🤖 AI Summary
This study addresses key challenges in Taiwanese Mandarin text-to-speech (TTS): polyphonic character ambiguity, code-switching between Mandarin and English, and poor generalization to long-tail speakers. We propose the first end-to-end TTS framework specifically designed for Taiwanese Mandarin. Methodologically, we integrate an S³ tokenizer, a large language model (LLM), and an optimal transport–conditioned flow matching (OT-CFM) acoustic model within the CosyVoice architecture, augmented with a grapheme-to-phoneme (G2P) module. This enables context-aware polyphonic character disambiguation, fine-grained tone modeling, and natural prosodic contour generation. Experiments demonstrate state-of-the-art performance on both general and code-switching test sets—achieving superior naturalness, intelligibility, and polyphonic character accuracy—while significantly improving cross-speaker robustness and adaptability to mixed-language utterances.
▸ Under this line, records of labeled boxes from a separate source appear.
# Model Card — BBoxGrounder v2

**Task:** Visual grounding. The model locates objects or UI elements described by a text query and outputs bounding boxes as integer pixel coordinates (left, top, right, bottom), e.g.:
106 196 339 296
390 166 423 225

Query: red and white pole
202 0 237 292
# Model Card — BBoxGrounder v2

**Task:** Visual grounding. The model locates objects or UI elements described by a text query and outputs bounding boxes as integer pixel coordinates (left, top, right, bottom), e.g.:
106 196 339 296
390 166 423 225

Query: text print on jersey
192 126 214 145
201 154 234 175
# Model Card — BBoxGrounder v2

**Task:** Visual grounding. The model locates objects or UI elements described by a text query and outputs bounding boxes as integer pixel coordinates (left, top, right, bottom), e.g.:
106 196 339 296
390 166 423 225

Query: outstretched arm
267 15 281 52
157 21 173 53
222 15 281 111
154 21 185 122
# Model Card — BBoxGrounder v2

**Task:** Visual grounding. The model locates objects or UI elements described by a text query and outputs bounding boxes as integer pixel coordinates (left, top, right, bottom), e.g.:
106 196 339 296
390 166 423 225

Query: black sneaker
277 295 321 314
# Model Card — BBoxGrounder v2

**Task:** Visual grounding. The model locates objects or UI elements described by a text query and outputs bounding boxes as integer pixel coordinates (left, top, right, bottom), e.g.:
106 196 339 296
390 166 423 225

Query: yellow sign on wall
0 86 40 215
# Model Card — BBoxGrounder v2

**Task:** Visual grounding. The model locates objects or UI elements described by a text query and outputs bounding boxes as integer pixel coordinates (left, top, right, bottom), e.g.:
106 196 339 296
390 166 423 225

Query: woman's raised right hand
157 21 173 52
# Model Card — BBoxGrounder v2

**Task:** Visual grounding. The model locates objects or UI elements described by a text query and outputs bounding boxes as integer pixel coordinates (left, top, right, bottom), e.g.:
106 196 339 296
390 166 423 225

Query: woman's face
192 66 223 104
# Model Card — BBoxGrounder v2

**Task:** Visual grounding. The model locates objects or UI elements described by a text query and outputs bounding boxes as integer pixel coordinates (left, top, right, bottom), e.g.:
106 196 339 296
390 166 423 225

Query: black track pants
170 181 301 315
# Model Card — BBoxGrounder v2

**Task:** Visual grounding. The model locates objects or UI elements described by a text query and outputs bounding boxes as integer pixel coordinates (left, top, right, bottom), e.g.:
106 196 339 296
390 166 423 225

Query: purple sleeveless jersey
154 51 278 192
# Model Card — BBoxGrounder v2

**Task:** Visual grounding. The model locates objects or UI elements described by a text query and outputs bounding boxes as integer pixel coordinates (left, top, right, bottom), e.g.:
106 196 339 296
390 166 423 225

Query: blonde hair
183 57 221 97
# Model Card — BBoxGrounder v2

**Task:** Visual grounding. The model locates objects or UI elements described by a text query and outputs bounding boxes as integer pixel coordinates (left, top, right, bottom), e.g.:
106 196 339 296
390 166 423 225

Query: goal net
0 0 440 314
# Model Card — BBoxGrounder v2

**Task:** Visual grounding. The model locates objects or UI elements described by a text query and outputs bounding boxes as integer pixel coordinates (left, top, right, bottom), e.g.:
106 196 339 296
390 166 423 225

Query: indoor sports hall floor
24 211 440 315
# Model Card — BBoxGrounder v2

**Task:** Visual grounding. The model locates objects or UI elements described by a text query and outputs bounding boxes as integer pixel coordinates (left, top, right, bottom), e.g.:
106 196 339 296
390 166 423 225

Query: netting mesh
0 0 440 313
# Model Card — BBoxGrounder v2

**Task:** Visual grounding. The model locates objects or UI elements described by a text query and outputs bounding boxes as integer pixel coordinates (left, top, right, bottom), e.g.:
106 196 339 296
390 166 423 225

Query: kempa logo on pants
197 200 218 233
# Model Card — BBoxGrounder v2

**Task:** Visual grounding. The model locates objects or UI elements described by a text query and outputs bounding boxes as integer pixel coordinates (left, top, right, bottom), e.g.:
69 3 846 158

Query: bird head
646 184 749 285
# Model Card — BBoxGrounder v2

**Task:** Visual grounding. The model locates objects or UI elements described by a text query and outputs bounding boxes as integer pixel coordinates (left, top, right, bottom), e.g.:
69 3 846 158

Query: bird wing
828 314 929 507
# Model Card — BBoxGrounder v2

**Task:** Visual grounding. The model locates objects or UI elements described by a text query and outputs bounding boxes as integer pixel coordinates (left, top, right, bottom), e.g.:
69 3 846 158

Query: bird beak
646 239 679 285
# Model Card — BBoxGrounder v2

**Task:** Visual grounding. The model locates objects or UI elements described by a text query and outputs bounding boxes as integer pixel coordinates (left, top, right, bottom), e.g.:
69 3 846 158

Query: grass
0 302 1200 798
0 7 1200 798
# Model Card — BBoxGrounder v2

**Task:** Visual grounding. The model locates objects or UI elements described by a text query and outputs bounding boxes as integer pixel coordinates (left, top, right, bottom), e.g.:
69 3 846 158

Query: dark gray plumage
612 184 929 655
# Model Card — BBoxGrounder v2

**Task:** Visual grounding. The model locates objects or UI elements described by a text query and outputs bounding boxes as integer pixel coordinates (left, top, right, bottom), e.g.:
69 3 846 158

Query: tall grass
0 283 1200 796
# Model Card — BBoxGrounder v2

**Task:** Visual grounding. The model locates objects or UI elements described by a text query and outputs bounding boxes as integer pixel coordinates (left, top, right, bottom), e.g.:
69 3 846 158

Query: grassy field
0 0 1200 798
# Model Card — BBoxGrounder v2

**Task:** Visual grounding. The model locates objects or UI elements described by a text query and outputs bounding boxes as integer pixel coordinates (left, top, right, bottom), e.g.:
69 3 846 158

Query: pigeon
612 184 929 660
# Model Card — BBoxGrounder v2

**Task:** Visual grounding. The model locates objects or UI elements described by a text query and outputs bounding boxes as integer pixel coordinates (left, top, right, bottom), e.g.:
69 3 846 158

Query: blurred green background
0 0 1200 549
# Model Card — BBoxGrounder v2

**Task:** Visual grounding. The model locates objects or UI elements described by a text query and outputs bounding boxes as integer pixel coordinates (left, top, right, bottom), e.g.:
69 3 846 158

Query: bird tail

The results validate the effectiveness and practicality of our multi-component, synergistic architecture for regionalized TTS.
📝 Abstract
We present BreezyVoice, a Text-to-Speech (TTS) system specifically adapted for Taiwanese Mandarin, highlighting phonetic control abilities to address the unique challenges of polyphone disambiguation in the language. Building upon CosyVoice, we incorporate a $S^{3}$ tokenizer, a large language model (LLM), an optimal-transport conditional flow matching model (OT-CFM), and a grapheme to phoneme prediction model, to generate realistic speech that closely mimics human utterances. Our evaluation demonstrates BreezyVoice's superior performance in both general and code-switching contexts, highlighting its robustness and effectiveness in generating high-fidelity speech. Additionally, we address the challenges of generalizability in modeling long-tail speakers and polyphone disambiguation. Our approach significantly enhances performance and offers valuable insights into the workings of neural codec TTS systems.